Britain is passing through a phase of relative strategic vulnerability when it comes to the Falklands. The islands are garrisoned much more strongly than they were in 1982 and the RAF has a proper airfield. But the UK has sold off its Harrier fleet, and its naval force-projection capacity is a little threadbare; public austerity has forced the Royal Navy to wait until 2016 for a new Nimitz-scale aircraft-carrier class to come into play. General Sir Michael Jackson, often considered the top UK commentator on military affairs (how many General Sirs are there?), recently summed up the situation by suggesting that the Falklands could be defended—but if Argentina captured them in a coup de main, as it did in ’82, its soldiers could probably not now be driven off. From a game-theoretic standpoint, the situation is a nightmare.

Argentine drum-whacking about Las Malvinas is often dismissed as a “distraction” created by whatever party is in charge there. Certainly there are younger people and leftists in Argentina who, despite years of brainwashing, manage to regard the islands with the same friendly calm with which a Canadian contemplates St.
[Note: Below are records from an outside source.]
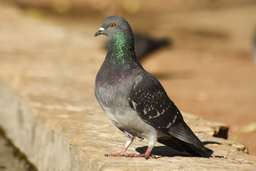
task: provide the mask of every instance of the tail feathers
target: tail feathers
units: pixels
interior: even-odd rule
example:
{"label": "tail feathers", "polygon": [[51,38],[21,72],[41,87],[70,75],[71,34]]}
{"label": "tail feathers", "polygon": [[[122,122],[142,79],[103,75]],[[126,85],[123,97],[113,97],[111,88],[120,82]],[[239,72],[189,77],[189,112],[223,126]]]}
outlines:
{"label": "tail feathers", "polygon": [[193,156],[208,157],[204,145],[184,121],[172,125],[168,135],[158,141],[179,151],[184,150]]}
Pierre and Miquelon. (SPM’s history is very much like that of the Falklands in the cultural details, and they are a hell of a lot closer to Canadian soil. Like Argentina, Canada’s a colonial successor state; like Britain, France is a former Great Power. This situation doesn’t seem to infuriate anyone here, with the possible exception of a few Newfoundland fishermen.) But the tinkering with high-level soccer is a troubling sign. It suggests that the appetite for Malvinas nonsense in Argentina still cuts across classes and regions and parties; how would it be possible otherwise?
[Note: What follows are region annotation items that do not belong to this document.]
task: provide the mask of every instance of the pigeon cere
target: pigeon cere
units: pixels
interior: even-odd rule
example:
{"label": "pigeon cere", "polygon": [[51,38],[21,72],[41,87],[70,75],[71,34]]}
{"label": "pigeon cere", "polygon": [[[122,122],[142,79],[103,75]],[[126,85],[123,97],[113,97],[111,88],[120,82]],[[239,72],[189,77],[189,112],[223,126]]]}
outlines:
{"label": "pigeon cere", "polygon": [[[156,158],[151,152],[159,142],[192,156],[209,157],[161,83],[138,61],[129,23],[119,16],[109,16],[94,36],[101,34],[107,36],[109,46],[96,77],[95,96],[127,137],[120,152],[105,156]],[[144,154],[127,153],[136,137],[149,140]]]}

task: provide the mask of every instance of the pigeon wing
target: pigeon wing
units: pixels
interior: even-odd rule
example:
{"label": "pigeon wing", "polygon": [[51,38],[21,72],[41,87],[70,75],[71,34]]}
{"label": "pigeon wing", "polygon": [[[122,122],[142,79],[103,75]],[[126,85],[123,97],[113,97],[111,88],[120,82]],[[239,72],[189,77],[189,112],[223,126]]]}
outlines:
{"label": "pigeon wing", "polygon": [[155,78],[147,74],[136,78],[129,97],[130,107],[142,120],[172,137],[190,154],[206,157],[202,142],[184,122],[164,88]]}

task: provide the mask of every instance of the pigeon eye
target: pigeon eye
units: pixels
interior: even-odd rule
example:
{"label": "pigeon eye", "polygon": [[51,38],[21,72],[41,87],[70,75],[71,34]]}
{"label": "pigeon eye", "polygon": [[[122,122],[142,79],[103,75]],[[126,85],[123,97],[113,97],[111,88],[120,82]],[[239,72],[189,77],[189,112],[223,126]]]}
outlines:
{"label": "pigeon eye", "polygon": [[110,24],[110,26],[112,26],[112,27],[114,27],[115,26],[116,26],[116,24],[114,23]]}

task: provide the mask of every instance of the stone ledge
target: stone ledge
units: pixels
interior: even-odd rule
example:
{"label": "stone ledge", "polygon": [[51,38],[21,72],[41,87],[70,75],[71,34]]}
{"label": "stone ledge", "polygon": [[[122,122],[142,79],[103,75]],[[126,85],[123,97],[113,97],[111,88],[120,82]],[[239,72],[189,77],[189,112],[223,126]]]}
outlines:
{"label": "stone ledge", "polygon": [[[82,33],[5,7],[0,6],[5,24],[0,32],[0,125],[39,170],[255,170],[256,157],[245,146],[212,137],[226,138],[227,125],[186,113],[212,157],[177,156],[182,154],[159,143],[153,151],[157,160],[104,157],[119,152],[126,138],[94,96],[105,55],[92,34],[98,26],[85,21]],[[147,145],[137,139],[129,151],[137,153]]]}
There probably won’t be war. (Fingers crossed.) To return to game theory, one acknowledged mistake the British made in 1982 was failing to signal their determination to protect the Falklands. The Argentine dictatorship did not expect a fight. Britain’s showing its teeth now by emphasizing its moral high ground, refusing to negotiate sovereignty, sending royal visitors to the islands, and in general making as impressive a show of force as possible. Unfortunately, that has led the usual suspects—naïve internationalist “observers”, of the same political stripe as those who spread ridiculous lies about UK atrocities in ’82—to declaim how unfortunate it is that there is so much belligerence on “both” sides. (Notice how little room there is in such a “two-sided” schema for the people of the islands.) On Monday Kirchner trotted out actor Sean Penn to denounce the British “colonialist ideology” that, er, keeps Argentina from taking over an island full of people who don’t want to belong to Argentina.
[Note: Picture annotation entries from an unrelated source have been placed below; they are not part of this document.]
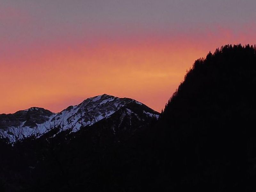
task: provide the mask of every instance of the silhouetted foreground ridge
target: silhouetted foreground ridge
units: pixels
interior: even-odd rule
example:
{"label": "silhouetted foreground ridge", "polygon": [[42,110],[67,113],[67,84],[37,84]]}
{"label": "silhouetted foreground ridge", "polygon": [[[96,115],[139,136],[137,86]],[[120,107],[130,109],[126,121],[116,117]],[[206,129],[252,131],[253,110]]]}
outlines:
{"label": "silhouetted foreground ridge", "polygon": [[255,189],[256,52],[238,45],[209,53],[167,104],[161,148],[175,189]]}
Penn has the right to an opinion, and, happily, the rest of us have the right to call him a morally lobotomized, infallibly irresponsible egomaniac. It’s quite fascinating to watch Penn roam the globe sucking up to dictators and personality cultists; 30 years ago he would have had the potential “excuse” of a higher loyalty to communism for speaking cretinous balderdash, but we learn from watching him now that some people are just loyal to brutality and stupidity, period. In the case of the Falklands, the narrative of British “colonialism” depends on a view of the islanders (when they are considered at all) as an “implanted” rabble, agents of imperialism who deserve to be swept into the sea for having had the wrong birthplace.

The islanders naturally have a different perception of themselves, one that is surprisingly complicated and that is rarely represented even in congenial Anglosphere media. They don’t really want to be considered anyone’s colony, and it is increasingly unreasonable to describe them as one. The Falklands had no indigenous population when Britain and Spain were squabbling over them in the early 19th century, but they arguably have one now—a multiracial people, if not quite a “nation”, that considers itself distinct from Britain, that prizes its political autonomy, and that in many cases has roots in the Falklands going back seven, eight, nine generations. Maybe the Falkland Islanders should be allowed to invade Argentina and ethnically cleanse its “implanted” Latin population?